Michael Anthony Davies of Radstock, Somerset, and Nigel Walter of Medstead, Hampshire, have been banned from acting as directors for seven and nine years respectively. The two ex-directors are not allowed to control or manage a company without leave of the court.

CAM entered administration owing £34m to creditors

Connaught Asset Management acted as the asset manager of a number of funds which were sold to the public as investments by independent financial advisers.

The largest fund managed by the company was launched in March 2007 and amassed an investment pool worth £106m. The fund primarily loaned money to a third party, Tiuta International Limited, which would, in turn, make funds available to its clients in the form of residential and commercial bridging loans.

Despite managing this substantial fund, the company was suspended in March 2012. It was subsequently placed into administration owing £34m to creditors in September 2012, before being liquidated in December.

A failure to fulfil their duties to the fund

In the course of the Insolvency Service investigation, it became clear that neither Mr Davies nor Mr Walter ensured CAM carried out its responsibilities in respect to the fund; an allegation the directors did not dispute.

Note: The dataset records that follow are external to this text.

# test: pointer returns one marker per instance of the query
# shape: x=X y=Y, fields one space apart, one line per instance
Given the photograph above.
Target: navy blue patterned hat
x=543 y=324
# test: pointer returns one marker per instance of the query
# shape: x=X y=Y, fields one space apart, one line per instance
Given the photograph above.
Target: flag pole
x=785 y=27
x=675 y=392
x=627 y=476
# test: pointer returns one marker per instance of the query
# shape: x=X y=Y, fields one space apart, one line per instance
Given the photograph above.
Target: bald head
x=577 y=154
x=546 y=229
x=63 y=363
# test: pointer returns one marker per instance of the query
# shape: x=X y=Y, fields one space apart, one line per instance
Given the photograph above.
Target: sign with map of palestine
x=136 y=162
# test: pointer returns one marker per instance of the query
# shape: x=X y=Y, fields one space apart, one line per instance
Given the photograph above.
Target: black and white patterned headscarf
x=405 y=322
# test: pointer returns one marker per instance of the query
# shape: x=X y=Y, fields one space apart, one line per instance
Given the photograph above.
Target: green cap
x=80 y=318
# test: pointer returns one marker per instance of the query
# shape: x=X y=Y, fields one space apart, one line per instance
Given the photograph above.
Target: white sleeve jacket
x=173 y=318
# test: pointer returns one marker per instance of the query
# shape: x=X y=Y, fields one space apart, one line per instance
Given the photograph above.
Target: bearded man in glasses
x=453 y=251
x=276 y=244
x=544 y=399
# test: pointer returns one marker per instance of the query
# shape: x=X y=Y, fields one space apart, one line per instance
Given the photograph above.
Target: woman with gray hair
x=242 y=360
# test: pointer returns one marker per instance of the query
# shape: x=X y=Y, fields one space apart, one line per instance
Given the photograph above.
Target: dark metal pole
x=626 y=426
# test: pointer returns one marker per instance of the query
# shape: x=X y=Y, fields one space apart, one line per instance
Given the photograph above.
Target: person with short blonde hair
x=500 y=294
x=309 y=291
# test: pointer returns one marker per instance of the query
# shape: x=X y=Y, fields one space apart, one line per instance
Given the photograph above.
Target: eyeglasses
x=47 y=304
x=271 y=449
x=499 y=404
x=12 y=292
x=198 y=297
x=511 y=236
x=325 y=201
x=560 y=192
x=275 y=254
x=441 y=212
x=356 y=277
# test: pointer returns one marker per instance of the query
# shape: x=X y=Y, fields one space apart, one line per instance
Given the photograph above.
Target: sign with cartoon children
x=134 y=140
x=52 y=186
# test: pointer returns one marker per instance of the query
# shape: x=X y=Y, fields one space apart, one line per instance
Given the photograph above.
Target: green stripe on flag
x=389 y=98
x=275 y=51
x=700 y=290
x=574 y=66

Through the neglect of the directors’ duties, Connaught Asset Management failed to:

  • Review the progress of the bridging loans made by Tiuta International Limited in respect to monies borrowed from the fund.
  • Make sure all monies were fully repaid to the fund once the loans were completed and repaid by Tiuta International’s borrowers.

The directors’ failure to fulfil their responsibilities caused the fund to suffer losses. Despite receiving redemptions from Tiuta’s borrowers, Connaught Asset Management neglected to pass these redemptions onto its investors as it was contractually obliged. The investigation found at least £23m was not repaid to the fund.

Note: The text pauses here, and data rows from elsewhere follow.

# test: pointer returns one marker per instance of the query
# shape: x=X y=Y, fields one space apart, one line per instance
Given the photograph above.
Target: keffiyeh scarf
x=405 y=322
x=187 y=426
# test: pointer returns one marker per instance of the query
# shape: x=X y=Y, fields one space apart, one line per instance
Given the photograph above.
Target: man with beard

Tiuta also retained money drawn from the fund for loans it did not make to its customers, generating a further loss of at least £3.4m.

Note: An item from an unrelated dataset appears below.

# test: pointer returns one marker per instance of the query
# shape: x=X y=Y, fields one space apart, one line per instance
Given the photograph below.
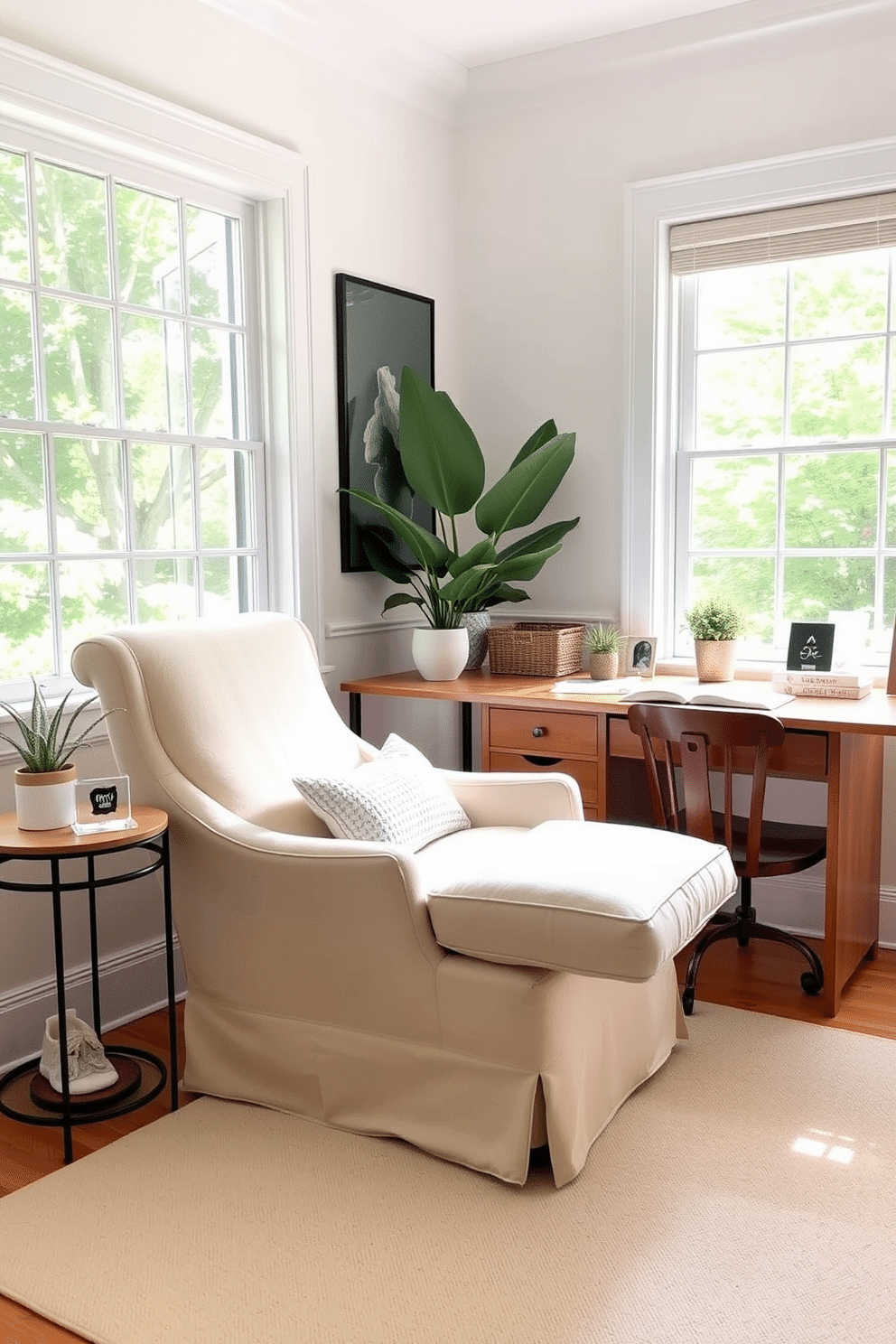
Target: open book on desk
x=728 y=695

It was not until March 2011 that Connaught Asset Management became aware of problems with Tiuta’s loan book. Despite uncovering the problem, CAM did not fully establish its true position. Instead, the business continued to allow Tiuta to retain redemptions and hold onto funds when loans were not agreed. In total, the fund lost in excess of £12m during this period.

Substantial losses as a result of its failings

Following the case, a spokesperson for the Insolvency Service Outsourced Investigations team said: “Connaught Asset Management failed to protect the investors in the fund as it should have done and the amounts lost by private investors as a result of its failings were substantial.

“The lengthy bans for the directors responsible for the company’s failings reflect the seriousness of those failings and the robust stance the Insolvency Service will take against those whose conduct falls below accepted commercial standards.”

Nigel Walter and Michael Anthony Davies’ disqualifications commenced on the 24 November 2014 and 4 December 2014 respectively.